When Apple first introduced the iPod in October of 2001, it marked the company’s first entry into consumer electronics. Boasting a 160 by 128-pixel video screen and a massive 5GB of memory, the device gave Americans and people worldwide a welcome diversion from 9/11’s horrors. The iPod was made to seamlessly integrate with iTunes, software introduced in January 2001 as an easier way for music listeners to rip (hopefully) their CDs and store their music. Although the iPod’s CD-level sound quality claims were a stretch, given the 128kpbs sampling rate to which files were ripped by default on iTunes, it was listenable, portable, convenient, and, most importantly, easy to use.

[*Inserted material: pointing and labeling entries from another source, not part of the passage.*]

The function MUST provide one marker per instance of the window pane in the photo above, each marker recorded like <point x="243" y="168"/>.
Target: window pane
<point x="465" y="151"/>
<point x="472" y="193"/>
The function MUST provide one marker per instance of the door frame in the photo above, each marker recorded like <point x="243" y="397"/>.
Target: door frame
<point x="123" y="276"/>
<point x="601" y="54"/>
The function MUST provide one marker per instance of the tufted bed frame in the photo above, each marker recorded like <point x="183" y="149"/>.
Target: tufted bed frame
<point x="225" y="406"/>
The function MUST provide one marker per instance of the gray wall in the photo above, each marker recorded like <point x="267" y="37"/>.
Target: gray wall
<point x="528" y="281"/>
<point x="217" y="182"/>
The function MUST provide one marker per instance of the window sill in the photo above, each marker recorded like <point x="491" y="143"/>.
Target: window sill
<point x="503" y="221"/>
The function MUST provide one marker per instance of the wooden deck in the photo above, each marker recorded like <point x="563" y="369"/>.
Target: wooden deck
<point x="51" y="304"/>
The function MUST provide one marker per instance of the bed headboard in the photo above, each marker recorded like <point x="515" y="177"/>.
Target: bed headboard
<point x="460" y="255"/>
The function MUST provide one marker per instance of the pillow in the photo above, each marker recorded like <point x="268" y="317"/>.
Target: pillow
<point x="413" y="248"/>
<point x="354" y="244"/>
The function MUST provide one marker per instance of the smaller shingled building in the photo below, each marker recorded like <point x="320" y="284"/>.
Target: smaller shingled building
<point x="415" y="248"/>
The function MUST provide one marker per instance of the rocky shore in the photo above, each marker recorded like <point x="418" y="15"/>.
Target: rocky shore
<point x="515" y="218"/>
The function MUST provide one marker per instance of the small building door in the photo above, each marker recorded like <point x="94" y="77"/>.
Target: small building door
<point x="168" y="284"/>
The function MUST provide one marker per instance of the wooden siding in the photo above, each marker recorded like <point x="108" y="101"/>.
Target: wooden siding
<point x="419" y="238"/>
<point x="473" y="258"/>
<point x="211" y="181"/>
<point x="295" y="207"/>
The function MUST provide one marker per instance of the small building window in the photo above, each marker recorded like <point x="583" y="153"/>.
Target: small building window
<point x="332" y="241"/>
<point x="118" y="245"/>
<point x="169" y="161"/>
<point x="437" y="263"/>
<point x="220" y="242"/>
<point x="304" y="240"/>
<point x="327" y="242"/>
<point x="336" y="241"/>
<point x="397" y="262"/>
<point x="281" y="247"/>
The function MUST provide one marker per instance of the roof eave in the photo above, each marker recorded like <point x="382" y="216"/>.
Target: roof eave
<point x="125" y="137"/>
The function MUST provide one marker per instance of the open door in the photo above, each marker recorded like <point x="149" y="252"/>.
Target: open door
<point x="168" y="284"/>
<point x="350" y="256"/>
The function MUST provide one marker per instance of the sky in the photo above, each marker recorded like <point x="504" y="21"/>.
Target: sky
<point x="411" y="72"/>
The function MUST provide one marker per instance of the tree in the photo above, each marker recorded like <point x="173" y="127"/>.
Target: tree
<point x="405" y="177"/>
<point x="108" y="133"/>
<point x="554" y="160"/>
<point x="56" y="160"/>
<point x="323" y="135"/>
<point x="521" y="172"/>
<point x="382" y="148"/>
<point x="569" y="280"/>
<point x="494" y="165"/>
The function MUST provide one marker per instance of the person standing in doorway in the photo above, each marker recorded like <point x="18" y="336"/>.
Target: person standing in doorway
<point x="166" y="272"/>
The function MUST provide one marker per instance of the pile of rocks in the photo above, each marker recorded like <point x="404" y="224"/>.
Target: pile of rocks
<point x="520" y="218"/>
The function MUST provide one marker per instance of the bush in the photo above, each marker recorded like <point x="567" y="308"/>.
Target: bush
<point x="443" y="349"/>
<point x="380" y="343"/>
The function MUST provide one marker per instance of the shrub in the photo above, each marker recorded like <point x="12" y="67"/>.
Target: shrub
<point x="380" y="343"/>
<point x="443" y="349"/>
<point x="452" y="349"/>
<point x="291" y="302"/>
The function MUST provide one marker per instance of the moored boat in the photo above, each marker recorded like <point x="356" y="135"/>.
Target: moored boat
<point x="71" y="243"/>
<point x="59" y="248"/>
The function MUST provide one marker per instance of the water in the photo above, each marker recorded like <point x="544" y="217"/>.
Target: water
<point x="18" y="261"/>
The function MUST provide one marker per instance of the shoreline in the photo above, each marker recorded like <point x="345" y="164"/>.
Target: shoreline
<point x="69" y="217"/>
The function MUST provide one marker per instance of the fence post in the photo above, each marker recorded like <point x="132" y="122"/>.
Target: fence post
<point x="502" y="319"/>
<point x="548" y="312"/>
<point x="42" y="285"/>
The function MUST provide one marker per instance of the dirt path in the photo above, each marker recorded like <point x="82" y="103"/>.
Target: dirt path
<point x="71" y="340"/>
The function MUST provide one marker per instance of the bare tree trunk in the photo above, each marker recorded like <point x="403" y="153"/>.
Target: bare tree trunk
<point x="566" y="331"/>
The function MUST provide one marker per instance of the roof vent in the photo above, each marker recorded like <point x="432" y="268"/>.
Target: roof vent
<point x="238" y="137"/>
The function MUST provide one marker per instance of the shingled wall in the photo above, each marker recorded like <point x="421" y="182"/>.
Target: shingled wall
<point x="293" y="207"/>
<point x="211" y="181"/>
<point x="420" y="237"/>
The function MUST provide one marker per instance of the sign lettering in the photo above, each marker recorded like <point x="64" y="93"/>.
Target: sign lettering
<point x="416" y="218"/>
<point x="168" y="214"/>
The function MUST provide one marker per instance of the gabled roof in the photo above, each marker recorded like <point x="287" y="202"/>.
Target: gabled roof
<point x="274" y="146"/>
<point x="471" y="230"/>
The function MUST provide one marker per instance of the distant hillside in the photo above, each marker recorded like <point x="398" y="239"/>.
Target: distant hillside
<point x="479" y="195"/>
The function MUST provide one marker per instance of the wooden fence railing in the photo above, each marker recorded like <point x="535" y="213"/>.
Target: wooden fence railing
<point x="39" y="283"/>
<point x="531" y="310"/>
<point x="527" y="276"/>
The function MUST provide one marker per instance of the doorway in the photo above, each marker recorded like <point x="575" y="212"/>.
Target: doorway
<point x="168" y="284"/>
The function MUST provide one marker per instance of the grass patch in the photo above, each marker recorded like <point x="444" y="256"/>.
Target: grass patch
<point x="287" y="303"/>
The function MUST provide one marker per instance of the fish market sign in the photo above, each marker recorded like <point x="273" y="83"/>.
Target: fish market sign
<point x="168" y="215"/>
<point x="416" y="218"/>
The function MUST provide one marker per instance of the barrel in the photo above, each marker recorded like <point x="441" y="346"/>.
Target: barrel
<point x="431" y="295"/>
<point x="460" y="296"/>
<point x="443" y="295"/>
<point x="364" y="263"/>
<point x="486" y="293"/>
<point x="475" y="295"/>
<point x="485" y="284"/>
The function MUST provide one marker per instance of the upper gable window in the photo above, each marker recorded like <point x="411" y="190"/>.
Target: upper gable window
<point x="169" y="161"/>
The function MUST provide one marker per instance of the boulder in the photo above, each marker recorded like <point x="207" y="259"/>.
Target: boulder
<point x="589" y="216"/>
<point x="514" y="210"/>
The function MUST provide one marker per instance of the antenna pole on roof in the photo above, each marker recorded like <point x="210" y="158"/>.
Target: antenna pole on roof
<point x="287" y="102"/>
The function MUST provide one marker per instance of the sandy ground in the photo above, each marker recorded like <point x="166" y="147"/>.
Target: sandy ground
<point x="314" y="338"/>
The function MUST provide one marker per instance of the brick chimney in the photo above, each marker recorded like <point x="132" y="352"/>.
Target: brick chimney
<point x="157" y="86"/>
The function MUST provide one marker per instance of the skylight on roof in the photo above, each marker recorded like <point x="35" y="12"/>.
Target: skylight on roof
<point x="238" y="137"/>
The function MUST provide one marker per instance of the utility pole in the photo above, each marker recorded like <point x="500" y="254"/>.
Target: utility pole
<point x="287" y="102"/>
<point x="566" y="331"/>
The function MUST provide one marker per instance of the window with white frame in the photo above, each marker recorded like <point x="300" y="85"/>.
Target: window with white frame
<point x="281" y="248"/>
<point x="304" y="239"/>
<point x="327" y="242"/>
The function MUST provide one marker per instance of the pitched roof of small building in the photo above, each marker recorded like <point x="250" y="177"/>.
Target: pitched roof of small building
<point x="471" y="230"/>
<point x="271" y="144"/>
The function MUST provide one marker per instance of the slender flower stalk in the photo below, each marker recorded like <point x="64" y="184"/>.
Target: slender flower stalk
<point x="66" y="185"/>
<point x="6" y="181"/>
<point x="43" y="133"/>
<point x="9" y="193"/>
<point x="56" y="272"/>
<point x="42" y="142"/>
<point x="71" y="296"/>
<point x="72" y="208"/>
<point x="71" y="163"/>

The iPod wasn’t the first portable digital music player, but it quickly became the only one of note. In 2003 Apple added strength to strength by embracing the AAC audio file format over MP3, thus providing better sound quality than MP3s encoded at the same bit rate, and the iTunes Store. Now listeners could buy the latest tunes directly and sync them to their iPods. Steve Jobs continued his path toward total world domination that same year by releasing an iTunes app for Windows-based computers, this to Microsoft’s chagrin as its own Windows Media Player rapidly became an afterthought.
The beginning of the iPod’s end came in January 2007 with the iPhone’s introduction. Its users seized upon the iPhone’s ability to do everything the iPod could do and more, the exception being the iPod Touch which could do everything the iPhone was capable of except … well, make a phone call. Carrying two devices became unnecessary. Adding to its obsolescence was the steady growth of streaming services as popular music’s primary conduit, with sales on the iTunes Store (recently renamed Apple Music) and the CD side of things steadily dropping every year. The iPod was now the old soldier of electronics, and while it didn’t die, it did slowly fade away.
Still, there is a fair bit of nostalgia regarding the iPod. It made those hour-long plus commuter trains I rode in the 2000s far more enjoyable — no need to be stuck with whatever cassette was in my Walkman. I could choose from whatever I had selected to sync up, which, based on my current omnipresent tinnitus, was a bit too much heavy metal played way too loud. The iPod did what Apple made it to do and did so quite well. It started Apple’s move from a strictly nerd hangout to a universally recognized brand. It also reminds us that Apple has not introduced a genuinely new product since Jobs’ passing, as he was the one who brought the iPod, iPhone, and iPad to life.
Fare thee well, iPod. Enjoy your rest in the brokedown palace.